Benchmark Workshop was one of four options vetted by two committees, one composed of teachers and the other of a “very robust representation of a lot of people” within the community, said Jim Parr, executive director of academic student services, in a school board meeting March 15.

Members of the RE-1 Board of Education have argued that the current Wit and Wisdom curriculum contained critical race theory, a debated subject in Cortez and across the U.S. The district passed a resolution against critical race theory in September.

In Cortez, opinions about the curriculum ranged from vehement opposition to steady support. Some have said the lessons were socially divisive or inappropriate. Others have said critical race theory wasn’t being taught in RE-1 grade schools, and others said the introduction of a new curriculum would strain teachers.

Discussions also questioned Wit and Wisdom’s ability to meet learning standards, because it is a supplemental curriculum.

The other contenders for new curriculum were McGraw Hill’s Open Court, McGraw Hill’s Wonders, Houghton Mifflin’s Hardcore into Reading and Amplify CKLA.

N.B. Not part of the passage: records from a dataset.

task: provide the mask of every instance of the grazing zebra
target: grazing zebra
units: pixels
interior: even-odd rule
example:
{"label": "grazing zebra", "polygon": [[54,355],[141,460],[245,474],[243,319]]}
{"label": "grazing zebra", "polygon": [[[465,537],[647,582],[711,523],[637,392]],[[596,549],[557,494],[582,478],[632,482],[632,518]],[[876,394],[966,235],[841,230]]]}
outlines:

The committees reached a consensus after about a month of deliberation, Parr said.

The committees rated curricula on a scale of 1 to 5, then discussed the top two.

The potential curricula are on the Colorado Department of Education’s list of approved core programming in compliance with the READ Act.

“I think when people have a common goal of providing quality materials for students, they get together,” Parr said at the meeting.

The discussion about replacing reading curriculum for grades six through eight – still in its first year of use – was delayed by the board.

That process, and time to instruct teachers on new teaching materials, takes months, Parr said.

Board Director Layne Frazier said teachers have to do additional research to supplement current lessons, and a switch would save them time in the long run as well as benefit student learning.

Archibeque said that the board should evaluate curriculum on a cycle, noting that switching curriculum from one year to the next is not “financially responsible.”

“I know that we’re talking about this like it’s an easy thing, but these are big dollar amounts,” Archibeque said at the meeting.

Currently, the district reviews curriculum on a five-year cycle, Parr said at the meeting.

However, evaluating new curricula is “worth it” because “our goal is ultimately to get the best stuff in front of our kids,” Parr said.

District staff have modified current curriculum to avoid teaching “controversial” material, school administrators said at the meeting.

Parr emphasized that community involvement and transparency were integrated into the curriculum selection process. The district also hosted a community curriculum review event Feb. 10.

In an email statement, Chad Colby, communications director for Great Minds, said: “Wit & Wisdom is a K-8 curriculum building knowledge, skills and character that features award-winning books from both contemporary and established authors, many of which parents will remember from their own childhoods. The books, which introduce kids to facts about U.S. history, the arts and sciences, and values including strength, compassion and resilience, are chosen to match ages and grade-levels. The much-loved books in Wit & Wisdom do not teach critical race theory (CRT) and the program is in full compliance with all federal and state laws.”